Over the past 18 months, the UK – along with many other countries – has been wrestling to understand what legislation and regulation are needed to govern generative AI and other rapidly evolving technologies. The age of foundation AI is characterised by models of large scale and high flexibility, underpinning systems capable of having complex interactions and producing rich outputs. There are risks, too, as have been reflected in the UK-hosted AI Safety Summit at Bletchley Park, and the establishment of the AI Safety Institute. Recognising both the potential and the risks, the ODI has embarked on a programme of work on Data-centric AI designed to bring about an AI ecosystem grounded in responsible data practices.
Governments have a significant role to play here, from introducing new laws to govern the use of data to train AI, to stimulating investment and innovation in data assurance and sharing, to using data and AI themselves - in a transparent manner - to deliver public services. As part of our work, we have explored what policy interventions need to be made to ensure that these new technologies are developed and deployed in a way that benefits everyone - people, communities and businesses.
This is the first in a series of five pieces exploring these policy interventions, and how they can help to positively shape the landscape.
What is transparency for training data?
Training data is the data used to train an artificial intelligence (AI) model. According to the assessments of the Stanford Foundation Model Transparency Index, transparency for training data involves disclosing things such as:
- The size of the dataset
- The source of the data
- Who created the data
- How the data was created
- How the dataset has been augmented - and for what purpose
- How the dataset has been filtered (e.g. for harmful content)
- Whether the dataset includes copyrighted data
- What licence the data can be used under
- Any personal information included in the data
We’re talking primarily here about training data, fine-tuning and preference data, as well as other data artefacts – we’ll focus on the availability of training data itself in a later policy principle.
Why is training data transparency important?
Most leading AI firms have refused to disclose details about the data they’ve used to train and test AI models. The Stanford Foundation Model Transparency index, which assesses the major foundational models that provide the backbone of many AI tools and services, demonstrated that transparency regarding the data used was very low compared to other aspects of transparency. In documentation published at the launch of its GPT-4 model, OpenAI stated that it wouldn’t share detailed information about ‘dataset construction’ and other aspects of the model’s development due to 'the competitive landscape and the safety implications of large-scale models' – a decision that was roundly criticised by a number of leading researchers.

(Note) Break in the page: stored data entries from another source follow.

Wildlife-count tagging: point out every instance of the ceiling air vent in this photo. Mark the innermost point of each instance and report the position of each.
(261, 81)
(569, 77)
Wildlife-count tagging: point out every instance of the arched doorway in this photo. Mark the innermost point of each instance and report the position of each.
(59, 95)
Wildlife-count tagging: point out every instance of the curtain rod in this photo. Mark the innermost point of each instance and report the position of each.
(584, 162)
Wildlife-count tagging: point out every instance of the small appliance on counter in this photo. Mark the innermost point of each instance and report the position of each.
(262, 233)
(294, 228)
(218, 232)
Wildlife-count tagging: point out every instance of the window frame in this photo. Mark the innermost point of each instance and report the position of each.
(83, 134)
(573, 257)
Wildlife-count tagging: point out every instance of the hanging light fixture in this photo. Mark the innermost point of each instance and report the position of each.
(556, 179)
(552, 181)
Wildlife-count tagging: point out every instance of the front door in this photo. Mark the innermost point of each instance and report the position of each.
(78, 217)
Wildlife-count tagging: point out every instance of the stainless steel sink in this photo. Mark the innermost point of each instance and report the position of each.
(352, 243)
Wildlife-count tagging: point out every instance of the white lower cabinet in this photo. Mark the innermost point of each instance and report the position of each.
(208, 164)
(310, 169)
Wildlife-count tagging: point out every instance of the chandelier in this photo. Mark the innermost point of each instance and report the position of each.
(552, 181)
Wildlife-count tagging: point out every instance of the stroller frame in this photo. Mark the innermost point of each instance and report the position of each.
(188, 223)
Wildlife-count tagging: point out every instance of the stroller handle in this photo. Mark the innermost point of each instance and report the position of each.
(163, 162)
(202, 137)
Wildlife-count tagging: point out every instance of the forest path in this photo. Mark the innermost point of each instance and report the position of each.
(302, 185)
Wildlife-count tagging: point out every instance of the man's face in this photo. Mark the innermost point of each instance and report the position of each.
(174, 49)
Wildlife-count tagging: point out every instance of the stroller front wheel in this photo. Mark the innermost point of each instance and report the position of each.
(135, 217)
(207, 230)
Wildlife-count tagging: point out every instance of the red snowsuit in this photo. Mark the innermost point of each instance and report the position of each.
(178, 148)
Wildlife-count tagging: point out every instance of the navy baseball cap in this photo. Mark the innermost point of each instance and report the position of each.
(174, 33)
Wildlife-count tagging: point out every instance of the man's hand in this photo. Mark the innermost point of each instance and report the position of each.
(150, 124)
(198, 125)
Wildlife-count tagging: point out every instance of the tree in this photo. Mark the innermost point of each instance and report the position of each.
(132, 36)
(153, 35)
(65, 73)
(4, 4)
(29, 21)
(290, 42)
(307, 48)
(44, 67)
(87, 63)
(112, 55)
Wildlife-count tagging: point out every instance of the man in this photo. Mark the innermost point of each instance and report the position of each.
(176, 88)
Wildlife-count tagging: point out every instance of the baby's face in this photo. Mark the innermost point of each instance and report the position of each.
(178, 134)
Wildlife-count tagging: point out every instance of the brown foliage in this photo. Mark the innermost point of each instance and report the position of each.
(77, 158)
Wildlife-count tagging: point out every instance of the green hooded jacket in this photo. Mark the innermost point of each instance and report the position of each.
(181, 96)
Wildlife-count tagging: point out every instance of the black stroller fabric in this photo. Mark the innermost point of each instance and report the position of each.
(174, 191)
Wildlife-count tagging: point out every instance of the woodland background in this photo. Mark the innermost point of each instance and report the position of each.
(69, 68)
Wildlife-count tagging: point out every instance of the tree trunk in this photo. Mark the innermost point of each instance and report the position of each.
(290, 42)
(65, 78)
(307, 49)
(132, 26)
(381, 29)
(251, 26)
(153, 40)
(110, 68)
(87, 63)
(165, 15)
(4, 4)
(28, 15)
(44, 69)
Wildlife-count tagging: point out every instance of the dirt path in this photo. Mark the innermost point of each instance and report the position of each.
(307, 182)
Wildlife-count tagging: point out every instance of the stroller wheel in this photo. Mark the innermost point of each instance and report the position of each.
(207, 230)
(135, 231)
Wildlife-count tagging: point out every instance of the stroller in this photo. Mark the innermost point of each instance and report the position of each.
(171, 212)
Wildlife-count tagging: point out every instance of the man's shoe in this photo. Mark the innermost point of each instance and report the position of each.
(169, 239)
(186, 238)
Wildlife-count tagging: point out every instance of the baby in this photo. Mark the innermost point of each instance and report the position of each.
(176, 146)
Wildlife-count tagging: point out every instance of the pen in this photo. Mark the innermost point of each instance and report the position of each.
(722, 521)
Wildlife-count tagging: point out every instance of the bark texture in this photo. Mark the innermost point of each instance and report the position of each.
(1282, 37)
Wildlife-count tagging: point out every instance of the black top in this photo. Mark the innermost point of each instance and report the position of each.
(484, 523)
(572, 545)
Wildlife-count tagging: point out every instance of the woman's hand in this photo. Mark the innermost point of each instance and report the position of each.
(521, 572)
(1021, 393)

Which data is used to build AI systems is important; but how well those developing, deploying and using AI systems understand biases, limitations, and legal obligations associated with the use of this data is equally crucial to ensure systems are implemented responsibly. Further downstream, the users of AI systems and those impacted by their use are far more likely to trust them if they understand how they’ve been developed. In theory, should the system be explained correctly, ‘the user should know when to trust the system’s predictions and when to apply their own judgement’.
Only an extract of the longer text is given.